Resonant electron confinement and sheath expansion heating in magnetized capacitive oxygen discharges

Abstract

Abstract In weakly magnetized capacitive radio frequency (RF) plasmas electrons accelerated into the plasma bulk by the expanding RF boundary sheath at one electrode can be returned to this electrode due to their gyromotion around an externally applied magnetic field oriented parallel to the electrodes. If the driving frequency and magnetic field are chosen so that the electron cyclotron frequency, ω ce, equals half of the driving RF, ω rf, such energetic beam electrons will be returned to the sheath during its expansion phase and, thus, will be confined and heated resonantly. This magnetized RF sheath resonance (MRSR) effect is studied based on kinetic particle-in-cell simulations in weakly magnetized capacitively coupled oxygen plasmas. In comparison with electropositive argon plasmas, this resonance mechanism is found to be affected strongly by the electronegativity of oxygen discharges. In the unmagnetized case, low-pressure capacitive oxygen discharges operate in an electropositive mode, where nonlinear high-frequency sheath oscillations play an important role similar to previous observations in electropositive discharges with low electron densities. If the resonance condition is fulfilled ( ω ce / ω rf = 1 / 2 ), the discharge efficiency is enhanced due to the MRSR effects, resulting in an increase in plasma density.
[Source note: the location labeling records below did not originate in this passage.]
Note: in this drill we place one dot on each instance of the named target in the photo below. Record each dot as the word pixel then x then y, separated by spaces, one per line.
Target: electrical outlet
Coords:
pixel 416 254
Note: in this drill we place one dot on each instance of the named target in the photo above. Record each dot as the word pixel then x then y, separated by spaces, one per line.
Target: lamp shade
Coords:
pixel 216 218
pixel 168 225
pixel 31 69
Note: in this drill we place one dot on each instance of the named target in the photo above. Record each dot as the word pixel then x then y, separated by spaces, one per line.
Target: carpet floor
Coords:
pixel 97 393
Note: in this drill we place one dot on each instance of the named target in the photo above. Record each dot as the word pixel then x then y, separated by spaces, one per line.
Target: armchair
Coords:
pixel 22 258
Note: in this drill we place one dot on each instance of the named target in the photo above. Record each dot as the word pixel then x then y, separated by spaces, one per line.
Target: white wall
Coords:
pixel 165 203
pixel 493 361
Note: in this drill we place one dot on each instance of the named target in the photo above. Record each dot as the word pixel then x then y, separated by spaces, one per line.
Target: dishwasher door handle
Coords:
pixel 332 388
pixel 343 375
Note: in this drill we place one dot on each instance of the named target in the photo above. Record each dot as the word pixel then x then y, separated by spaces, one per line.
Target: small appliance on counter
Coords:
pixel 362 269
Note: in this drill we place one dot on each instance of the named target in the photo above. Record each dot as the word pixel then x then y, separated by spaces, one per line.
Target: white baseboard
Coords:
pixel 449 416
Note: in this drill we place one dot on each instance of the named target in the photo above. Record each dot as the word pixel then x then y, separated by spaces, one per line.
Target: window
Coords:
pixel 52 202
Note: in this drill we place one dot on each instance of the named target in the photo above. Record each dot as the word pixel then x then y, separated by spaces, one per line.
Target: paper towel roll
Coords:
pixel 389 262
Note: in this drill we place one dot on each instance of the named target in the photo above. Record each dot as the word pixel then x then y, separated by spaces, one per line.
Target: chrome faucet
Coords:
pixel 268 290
Our numerical results demonstrate that this resonance effect is particularly efficient at low pressure and low electronegativity. However, in strongly electronegative discharges, the time it takes a typical resonant electron to return to the expanding sheath edge is found to be affected by drift and ambipolar electric fields in the plasma bulk, which cause a deviation from the resonance condition, resulting in a reduction of this type of resonance effect.